Conforme já analisado, o direito nacional contemplou o estado de necessidade, tanto como excludente da antijuridicidade quanto da culpabilidade no Código penal Militar de 1969, em vigor.

A respeito dos requisitos comuns aos estados de necessidade justificante e exculpante, Reale Júnior199 assim se manifesta:

Tanto o estado de necessidade, como exclusão da culpabilidade, quanto o estado de necessidade, como exclusão da antijuridicidade, apresentam alguns requisitos comuns, quais sejam: 1.º a existência de um perigo certo e atual; 2.º que esse perigo não tenha sido provocado pelo agente: “perigo que não provocou”; 3.º dano inevitável, a não ser pelo comportamento lesivo, ou seja, “nem podia de outro modo evitar”.

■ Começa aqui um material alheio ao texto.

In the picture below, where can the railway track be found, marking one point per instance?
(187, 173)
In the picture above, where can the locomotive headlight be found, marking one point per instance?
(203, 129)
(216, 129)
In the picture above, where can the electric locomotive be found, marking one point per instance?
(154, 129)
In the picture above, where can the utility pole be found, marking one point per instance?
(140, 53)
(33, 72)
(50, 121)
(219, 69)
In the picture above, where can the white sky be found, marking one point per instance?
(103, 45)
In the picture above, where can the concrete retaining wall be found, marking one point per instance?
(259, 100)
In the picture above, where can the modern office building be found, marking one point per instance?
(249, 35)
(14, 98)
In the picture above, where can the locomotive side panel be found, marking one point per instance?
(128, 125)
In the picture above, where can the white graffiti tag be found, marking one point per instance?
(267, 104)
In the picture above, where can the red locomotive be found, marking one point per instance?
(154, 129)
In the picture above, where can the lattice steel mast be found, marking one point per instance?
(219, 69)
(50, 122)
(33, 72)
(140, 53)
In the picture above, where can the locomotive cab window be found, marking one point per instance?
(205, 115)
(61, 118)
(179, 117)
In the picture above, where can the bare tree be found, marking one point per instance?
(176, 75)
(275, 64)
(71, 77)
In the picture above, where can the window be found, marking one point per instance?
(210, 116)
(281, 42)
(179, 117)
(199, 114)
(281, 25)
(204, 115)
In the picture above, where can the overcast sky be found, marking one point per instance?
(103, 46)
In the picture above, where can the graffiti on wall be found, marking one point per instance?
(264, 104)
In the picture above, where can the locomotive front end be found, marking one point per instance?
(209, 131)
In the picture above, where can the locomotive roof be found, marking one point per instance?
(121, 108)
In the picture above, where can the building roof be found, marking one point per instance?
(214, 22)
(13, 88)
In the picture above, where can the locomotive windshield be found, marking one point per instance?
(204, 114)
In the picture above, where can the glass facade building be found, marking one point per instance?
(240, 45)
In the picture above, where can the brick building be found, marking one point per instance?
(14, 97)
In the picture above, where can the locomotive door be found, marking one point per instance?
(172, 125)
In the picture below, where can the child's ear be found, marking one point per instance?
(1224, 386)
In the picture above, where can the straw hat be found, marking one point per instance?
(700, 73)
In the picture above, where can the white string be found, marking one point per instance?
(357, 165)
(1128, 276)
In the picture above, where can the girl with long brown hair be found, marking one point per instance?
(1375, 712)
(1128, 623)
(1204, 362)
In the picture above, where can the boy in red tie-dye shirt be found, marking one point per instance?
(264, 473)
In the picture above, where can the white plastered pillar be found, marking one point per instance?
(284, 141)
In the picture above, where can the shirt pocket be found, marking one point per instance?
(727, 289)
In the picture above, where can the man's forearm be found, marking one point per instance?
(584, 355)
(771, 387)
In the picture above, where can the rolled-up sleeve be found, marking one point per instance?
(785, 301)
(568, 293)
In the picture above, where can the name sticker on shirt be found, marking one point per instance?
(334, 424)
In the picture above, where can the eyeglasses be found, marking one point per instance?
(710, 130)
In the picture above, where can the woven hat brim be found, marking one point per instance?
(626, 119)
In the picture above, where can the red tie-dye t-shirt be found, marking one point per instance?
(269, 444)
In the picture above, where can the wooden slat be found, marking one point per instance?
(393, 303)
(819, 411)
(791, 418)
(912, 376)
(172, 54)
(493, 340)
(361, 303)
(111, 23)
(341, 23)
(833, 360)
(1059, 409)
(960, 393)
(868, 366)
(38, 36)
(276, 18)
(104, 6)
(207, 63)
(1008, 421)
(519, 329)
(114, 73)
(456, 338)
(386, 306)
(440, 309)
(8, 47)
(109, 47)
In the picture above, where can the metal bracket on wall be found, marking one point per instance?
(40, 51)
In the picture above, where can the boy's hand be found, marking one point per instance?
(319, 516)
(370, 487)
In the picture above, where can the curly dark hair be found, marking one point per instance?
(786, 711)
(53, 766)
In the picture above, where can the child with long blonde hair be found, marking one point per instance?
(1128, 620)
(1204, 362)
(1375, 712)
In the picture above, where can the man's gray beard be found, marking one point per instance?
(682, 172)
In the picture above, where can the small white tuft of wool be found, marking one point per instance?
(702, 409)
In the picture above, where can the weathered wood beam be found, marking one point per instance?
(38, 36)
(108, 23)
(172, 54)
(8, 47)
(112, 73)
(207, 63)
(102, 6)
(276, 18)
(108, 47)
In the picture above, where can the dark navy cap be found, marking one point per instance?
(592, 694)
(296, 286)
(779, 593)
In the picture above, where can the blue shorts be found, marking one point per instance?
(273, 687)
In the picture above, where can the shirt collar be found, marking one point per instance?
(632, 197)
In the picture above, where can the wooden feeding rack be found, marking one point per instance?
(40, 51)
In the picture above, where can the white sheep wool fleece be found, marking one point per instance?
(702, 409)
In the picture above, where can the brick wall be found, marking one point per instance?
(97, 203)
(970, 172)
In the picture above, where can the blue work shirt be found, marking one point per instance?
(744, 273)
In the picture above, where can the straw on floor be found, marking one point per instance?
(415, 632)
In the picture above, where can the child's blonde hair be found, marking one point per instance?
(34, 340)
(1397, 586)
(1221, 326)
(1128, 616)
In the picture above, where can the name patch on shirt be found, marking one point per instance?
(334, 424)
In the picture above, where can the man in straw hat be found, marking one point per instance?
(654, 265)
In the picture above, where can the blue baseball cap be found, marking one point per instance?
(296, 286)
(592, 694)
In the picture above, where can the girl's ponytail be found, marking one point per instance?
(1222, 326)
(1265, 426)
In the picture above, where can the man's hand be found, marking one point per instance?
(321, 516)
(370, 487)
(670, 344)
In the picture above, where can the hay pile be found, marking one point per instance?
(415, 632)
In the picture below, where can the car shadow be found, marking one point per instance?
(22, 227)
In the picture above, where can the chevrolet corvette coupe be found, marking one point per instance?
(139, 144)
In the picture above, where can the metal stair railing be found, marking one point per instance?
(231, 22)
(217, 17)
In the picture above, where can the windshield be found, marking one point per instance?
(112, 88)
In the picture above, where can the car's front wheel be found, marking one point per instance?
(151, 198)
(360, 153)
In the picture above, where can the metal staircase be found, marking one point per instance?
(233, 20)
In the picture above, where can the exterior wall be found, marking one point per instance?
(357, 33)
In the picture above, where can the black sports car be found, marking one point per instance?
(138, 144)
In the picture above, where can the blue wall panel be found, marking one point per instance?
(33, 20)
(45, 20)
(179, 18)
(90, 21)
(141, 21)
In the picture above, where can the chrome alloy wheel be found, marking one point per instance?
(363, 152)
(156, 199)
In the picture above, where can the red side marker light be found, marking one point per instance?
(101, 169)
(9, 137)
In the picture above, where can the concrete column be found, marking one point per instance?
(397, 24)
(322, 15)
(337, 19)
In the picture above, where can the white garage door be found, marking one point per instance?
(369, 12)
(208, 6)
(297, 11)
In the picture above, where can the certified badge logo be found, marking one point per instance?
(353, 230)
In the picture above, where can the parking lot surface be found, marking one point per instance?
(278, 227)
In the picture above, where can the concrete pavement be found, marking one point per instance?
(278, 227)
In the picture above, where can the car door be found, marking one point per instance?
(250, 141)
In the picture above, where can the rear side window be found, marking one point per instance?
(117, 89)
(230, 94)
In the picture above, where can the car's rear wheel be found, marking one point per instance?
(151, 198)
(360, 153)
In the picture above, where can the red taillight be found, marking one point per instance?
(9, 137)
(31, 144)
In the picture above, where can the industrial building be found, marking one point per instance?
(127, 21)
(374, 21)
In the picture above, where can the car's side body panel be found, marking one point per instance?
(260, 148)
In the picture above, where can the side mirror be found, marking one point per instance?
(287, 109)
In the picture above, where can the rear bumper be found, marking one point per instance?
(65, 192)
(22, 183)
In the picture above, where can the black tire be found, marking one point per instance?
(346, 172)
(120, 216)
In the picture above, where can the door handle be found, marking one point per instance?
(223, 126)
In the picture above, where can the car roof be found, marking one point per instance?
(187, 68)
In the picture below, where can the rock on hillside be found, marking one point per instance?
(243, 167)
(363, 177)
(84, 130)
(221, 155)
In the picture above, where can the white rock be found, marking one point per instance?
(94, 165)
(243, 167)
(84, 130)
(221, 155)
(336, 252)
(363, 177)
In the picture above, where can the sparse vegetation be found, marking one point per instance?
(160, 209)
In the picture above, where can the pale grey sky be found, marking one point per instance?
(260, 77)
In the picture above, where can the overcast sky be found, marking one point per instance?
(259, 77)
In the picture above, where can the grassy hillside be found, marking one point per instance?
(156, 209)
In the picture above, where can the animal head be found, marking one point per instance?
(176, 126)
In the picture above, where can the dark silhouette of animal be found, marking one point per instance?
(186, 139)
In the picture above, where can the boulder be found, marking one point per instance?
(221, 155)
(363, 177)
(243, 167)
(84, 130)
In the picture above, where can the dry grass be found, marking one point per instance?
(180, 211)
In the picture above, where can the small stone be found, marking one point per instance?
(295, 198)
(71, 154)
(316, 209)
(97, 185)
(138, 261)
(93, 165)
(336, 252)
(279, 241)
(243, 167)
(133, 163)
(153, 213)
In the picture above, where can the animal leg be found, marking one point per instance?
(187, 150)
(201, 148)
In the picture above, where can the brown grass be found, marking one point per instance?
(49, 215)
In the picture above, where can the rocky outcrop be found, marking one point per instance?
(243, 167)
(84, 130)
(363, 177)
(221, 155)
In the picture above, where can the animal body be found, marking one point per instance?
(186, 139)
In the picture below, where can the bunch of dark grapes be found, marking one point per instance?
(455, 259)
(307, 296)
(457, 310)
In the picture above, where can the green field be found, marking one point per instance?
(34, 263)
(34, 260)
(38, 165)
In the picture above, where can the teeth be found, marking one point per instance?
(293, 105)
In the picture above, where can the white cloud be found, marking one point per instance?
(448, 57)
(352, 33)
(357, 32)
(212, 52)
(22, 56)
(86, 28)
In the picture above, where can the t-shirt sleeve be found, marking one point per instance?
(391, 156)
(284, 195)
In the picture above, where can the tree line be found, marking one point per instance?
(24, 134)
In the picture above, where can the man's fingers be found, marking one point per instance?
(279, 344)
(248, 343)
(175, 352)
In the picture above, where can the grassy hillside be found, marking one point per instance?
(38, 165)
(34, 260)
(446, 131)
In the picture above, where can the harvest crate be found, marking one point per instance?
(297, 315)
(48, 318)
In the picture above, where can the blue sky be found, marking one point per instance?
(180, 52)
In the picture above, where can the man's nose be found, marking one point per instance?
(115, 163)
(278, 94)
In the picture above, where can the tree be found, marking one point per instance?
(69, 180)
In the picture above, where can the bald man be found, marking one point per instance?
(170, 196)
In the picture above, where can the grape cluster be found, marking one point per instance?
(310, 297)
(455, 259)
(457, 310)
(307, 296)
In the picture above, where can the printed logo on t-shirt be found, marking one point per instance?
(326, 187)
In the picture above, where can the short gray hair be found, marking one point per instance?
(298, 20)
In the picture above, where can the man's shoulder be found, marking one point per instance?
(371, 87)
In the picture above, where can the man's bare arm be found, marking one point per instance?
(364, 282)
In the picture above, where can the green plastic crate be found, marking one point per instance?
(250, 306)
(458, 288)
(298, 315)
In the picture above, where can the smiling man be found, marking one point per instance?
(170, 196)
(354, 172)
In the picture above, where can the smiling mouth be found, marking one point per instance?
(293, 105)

Desta forma, o artigo 39 do referido código, sob a denominação de “Estado de

necessidade com excludente de culpabilidade” define que não é culpado quem, para proteger

direito próprio ou de pessoa a quem está ligado por estreitas relações de parentesco ou afeição, contra perigo certo e atual, que não provocou, nem podia de outro modo evitar, sacrifica direito alheio, ainda quando superior ao direito protegido, desde que não lhe fosse razoavelmente exigível conduta diversa.

O inciso I do artigo 42 do estatuto penal militar, por sua vez, é no sentido de que não há crime quando o agente pratica o fato em estado de necessidade. Sob a denominação de

“estado de necessidade, como excludente do crime” o seu artigo 43 considera em estado de

necessidade quem pratica o fato para preservar direito seu ou alheio, de perigo certo e atual, que não provocou, nem podia de outro modo evitar, desde que o mal causado, por sua natureza e importância, seja consideravelmente inferior ao mal evitado, e o agente não seja legalmente obrigado a arrostar o perigo.